Stefan Merrill Block, La tempesta alla porta

Mio nonno e altri matti

Romanzo e indagine familiare. Malattia, poesia, scrittura:Stefan Merrill Block stupisce ancora

Quando Katharine, la nonna di Stefan Merrill Block, bruciò nel camino le carte del defunto marito, non sapeva di fare un grande regalo a suo nipote. Mentre lo privava una volta per tutte dell’opportunità di conoscere il nonno, gli spalancava la possibilità di reinventarne, come autore, la storia e di concepire un libro meraviglioso quanto La tempesta alla porta.

 Dopo Io non ricordo, Block si addentra di nuovo negli angoli oscuri, distorti della mente umana. Con soli due romanzi ha già tracciato un percorso preciso e l’inizio de La tempesta alla porta getta un ponte verso il primo: là si parlava di Alzheimer, qui siamo davanti a una donna anziana affetta dalla stessa malattia – Katharine, appunto -, che si sta liberando del passato trascorso insieme al marito. Frederick Merrill, il nonno di Stefan, era un uomo pieno d’intelletto, affascinante, poetico, ma era anche «un alcolizzato, un donnaiolo, un pazzo che una volta si denudò sulla strada che portava in città». Un malato di mente che rovinò l’esistenza della moglie e delle figlie. Era il 1962 quando improvvisò l’osceno spogliarello in strada e dopo quell’ennesimo episodio di follia venne rinchiuso nella clinica psichiatrica McLean, la stessa che ospitava il poeta Robert Lowell e più avanti avrebbe accolto il Nobel per la matematica John Nash. Nella finzione di Block la clinica ha un nome diverso, si chiama Mayflower, ma Robert Lowell è comunque lì, «perfino più solenne della sua solenne poesia», e diventa il primo amico di Frederick.

Block c’introduce anche agli altri ospiti, fra maniaco-depressi, catatonici, psicotici e anoressici. C’è l’ebreo Schlomo Schultz, che ha scoperto la lingua segreta e antica con cui gli oggetti comunicano (soltanto a lui però); c’è Marvin Foulds, con le sue quindici personalità una più esuberante dell’altra; c’è il generale James Marshall, dedito a auto-amputazioni seriali che gli hanno risparmiato solo un braccio, con cui esegue l’alzabandiera nel cortile al mattino e alla sera. La nostra simpatia per gli internati è immediata. Block riesce in un’impresa rischiosa: renderci familiari, vicini, dei matti da legare. Il suo amore di nipote si diffonde su tutti indistintamente, superando l’ostacolo del sospetto e quello assai più alto della comicità involontaria. 

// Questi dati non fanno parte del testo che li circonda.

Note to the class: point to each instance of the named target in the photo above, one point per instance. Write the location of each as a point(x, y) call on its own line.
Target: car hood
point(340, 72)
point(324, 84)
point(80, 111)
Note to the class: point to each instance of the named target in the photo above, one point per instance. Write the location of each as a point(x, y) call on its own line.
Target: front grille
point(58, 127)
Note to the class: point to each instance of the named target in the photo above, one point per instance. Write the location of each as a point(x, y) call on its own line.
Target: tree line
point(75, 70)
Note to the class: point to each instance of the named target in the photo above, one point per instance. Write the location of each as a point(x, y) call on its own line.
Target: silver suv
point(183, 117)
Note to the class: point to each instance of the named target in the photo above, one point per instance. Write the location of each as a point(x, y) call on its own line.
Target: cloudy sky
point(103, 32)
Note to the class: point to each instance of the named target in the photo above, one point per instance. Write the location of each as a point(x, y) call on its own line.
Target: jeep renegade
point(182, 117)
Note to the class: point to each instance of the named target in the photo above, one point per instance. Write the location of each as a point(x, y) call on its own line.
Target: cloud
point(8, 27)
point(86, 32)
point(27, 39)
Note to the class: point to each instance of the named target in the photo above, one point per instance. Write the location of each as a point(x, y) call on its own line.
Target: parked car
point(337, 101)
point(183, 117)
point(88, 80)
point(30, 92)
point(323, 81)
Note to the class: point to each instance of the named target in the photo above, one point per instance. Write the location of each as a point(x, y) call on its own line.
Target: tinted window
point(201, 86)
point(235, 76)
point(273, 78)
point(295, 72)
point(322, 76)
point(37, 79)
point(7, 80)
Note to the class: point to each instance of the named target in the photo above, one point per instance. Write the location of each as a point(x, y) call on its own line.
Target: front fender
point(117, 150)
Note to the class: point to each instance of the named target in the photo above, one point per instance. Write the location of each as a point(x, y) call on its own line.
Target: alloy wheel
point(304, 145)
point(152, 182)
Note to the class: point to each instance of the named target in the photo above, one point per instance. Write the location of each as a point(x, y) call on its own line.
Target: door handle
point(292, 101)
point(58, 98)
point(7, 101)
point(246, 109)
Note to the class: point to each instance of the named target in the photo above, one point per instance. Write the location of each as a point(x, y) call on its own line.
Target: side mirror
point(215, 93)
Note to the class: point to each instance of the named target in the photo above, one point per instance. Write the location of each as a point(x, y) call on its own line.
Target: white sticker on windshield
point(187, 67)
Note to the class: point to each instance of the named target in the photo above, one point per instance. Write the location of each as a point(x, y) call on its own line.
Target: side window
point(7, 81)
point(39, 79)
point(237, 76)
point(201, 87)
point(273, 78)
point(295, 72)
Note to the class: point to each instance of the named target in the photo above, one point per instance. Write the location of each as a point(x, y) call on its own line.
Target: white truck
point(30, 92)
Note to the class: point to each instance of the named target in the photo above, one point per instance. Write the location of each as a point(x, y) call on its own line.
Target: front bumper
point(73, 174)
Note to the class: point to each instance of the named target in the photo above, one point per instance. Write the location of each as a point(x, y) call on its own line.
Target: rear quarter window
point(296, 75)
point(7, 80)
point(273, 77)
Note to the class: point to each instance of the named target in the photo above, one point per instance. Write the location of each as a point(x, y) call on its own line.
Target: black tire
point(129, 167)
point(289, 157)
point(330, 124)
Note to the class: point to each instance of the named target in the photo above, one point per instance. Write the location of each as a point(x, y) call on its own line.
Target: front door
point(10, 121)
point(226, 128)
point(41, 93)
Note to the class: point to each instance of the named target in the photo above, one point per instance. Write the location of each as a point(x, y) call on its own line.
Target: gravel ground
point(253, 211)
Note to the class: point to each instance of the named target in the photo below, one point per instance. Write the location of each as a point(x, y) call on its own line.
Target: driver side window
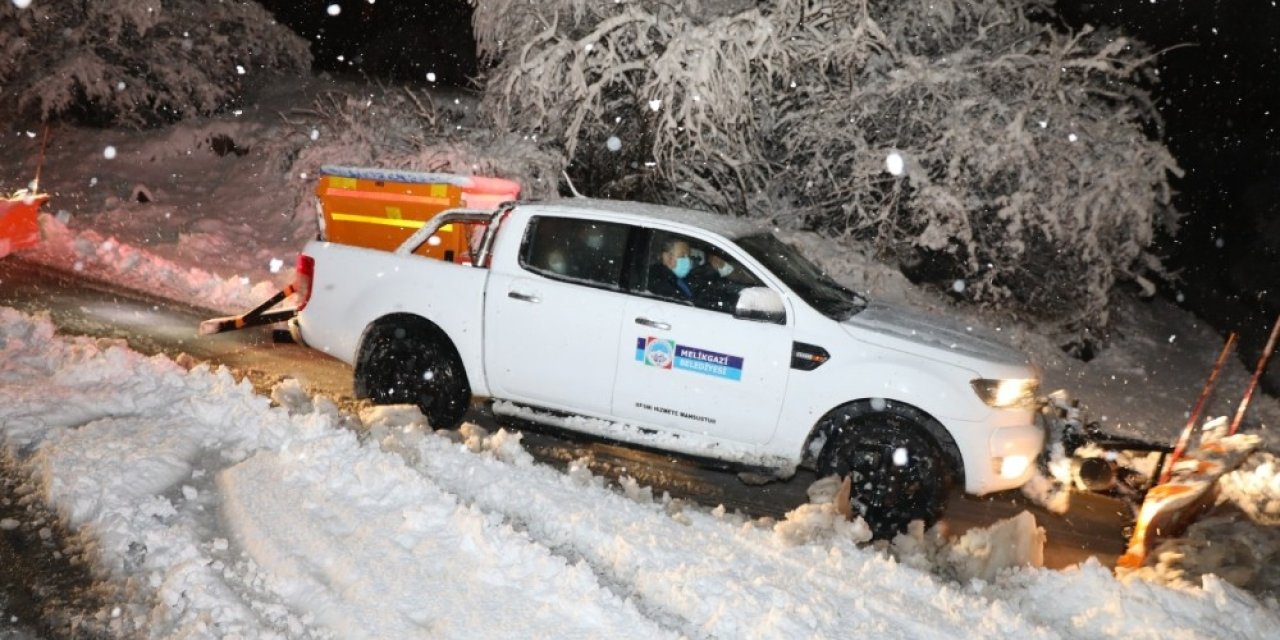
point(575, 250)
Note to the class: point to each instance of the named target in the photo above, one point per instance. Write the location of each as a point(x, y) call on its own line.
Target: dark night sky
point(1219, 95)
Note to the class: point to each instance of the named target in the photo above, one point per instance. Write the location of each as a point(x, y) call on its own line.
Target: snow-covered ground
point(216, 512)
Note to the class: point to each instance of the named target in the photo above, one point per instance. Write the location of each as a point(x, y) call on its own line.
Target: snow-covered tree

Dopo il suicidio fantasioso di James Marshall, un nuovo direttore prende il comando della Mayflower, il dottor Albert Canon, che della psichiatria ha un’idea schematica, vagamente nazista, è convinto che per arrivare alla guarigione sia sufficiente «mettere ordine a tutto». Il malcontento inizia a diffondersi fra i pazienti, che si rinchiudono ancora di più in loro stessi. Frederick scrive incessantemente sul suo diario, lettere, frammenti filosofici, poesie e idee per brevetti improbabili. Nelle pause di lucidità che la somministrazione giornaliera di Miltown gli concede, escogita un piano di fuga. Vuole tornare dalla sua Katharine, che nel frattempo attraversa le difficoltà di madre sola, la stigmatizzazione della piccola e provinciale Gravetown dove in un batter d’occhio si è diffusa la notizia dell’internamento di Frederick, la rabbia repressa per i tradimenti del marito e al tempo stesso la nostalgia di lui, la mancanza di denaro.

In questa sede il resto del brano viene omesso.